Cullen hears a racket in the thicket and spins.

Two little girls walk out of the path. They see John Cullen, his gun, and stop. They go to Annie and hover about her skirts.

Cullen holsters his pistol.

“Who are they?”

“Sister and cousin.”

“Where’s their folks?”

“I’m their folks. Go inside, girls.”

Cullen watches them enter the hovel. He looks about the place, and says:

“Why don’t you go to town and file for relief? Them little girls can’t survive out here. I’ll help you with the paperwork. But for now… my brother’s hat?”

“It were your brother’s hat?”

“He wore it at Gettysburg.”

“I’m sorry.”

“Where is that one-eyed vagabond?”

Lieutenant John Cullen rides through the continual burgeoning. Florida is a land of beauty and would be splendid to see if the war ever ends.

Pennington occupies a dog-trot house, deep in the hammocks, west of the Old Kings Road. A light wavers in the window.

Cullen dismounts, and creeps through the high grass. Various southern insects are calling across the scrub. Full darkness descends, and the seven stars of the Dipper point the way to Polaris.

John Cullen steps up on the piazza and kicks in the door.

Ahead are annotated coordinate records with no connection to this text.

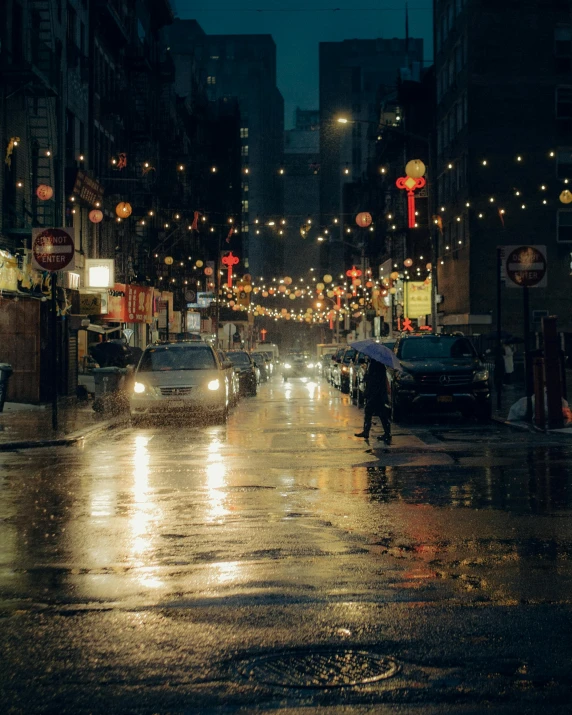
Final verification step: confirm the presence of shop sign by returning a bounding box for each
[125,285,153,323]
[72,171,104,206]
[78,291,101,315]
[187,310,201,333]
[0,250,18,291]
[405,281,431,318]
[101,283,126,322]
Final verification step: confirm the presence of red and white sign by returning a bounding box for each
[32,228,75,272]
[501,246,548,288]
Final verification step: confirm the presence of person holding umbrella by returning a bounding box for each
[350,339,403,445]
[356,360,391,444]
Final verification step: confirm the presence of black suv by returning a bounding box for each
[388,334,492,421]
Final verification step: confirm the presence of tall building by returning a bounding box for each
[205,35,284,277]
[319,38,423,273]
[434,0,572,333]
[165,20,284,277]
[284,109,320,278]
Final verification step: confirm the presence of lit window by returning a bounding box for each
[556,209,572,243]
[556,87,572,119]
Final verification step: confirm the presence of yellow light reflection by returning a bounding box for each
[129,435,163,588]
[206,440,228,522]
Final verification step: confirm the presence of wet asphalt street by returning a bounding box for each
[0,377,572,714]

Pennington turns from the fire and reaches for a two-barrel shotgun.

Cullen levels his Navy Colt. “Stay that weapon, Pennington!”

The one-eyed vagabond draws back a hammer. Cullen shoots him. Pennington fires spinning. Cullen dives to the floor. Pennington falls and upsets a trivet with a boiling Scotch broth.

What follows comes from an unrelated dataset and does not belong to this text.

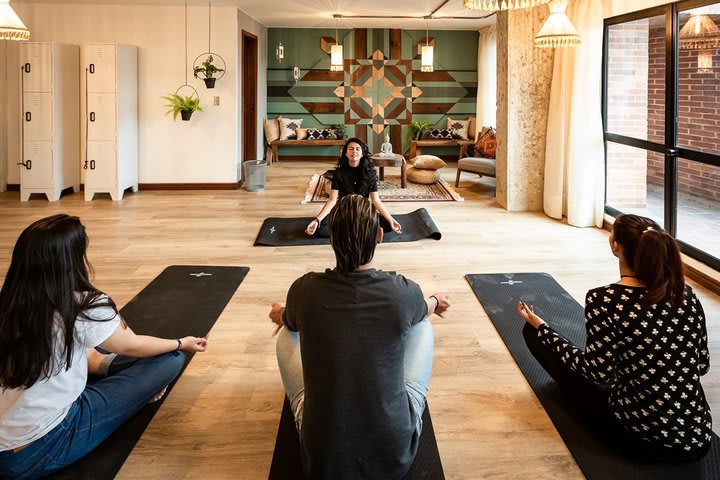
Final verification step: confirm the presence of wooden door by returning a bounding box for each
[241,30,258,161]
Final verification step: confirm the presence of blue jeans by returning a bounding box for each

The room fills with smoke.

Pennington cocks the second barrel.

Cullen shoots him.

Pennington rolls on the hearth, dies in the broth.

The interior world smells of gunpowder.

Cullen stands, and brushes his dusty coat of Union blue. His black hat hangs on a peg. He puts it on; it sits comfortable.


Thomas McGauley lives in Ponce Inlet, Florida.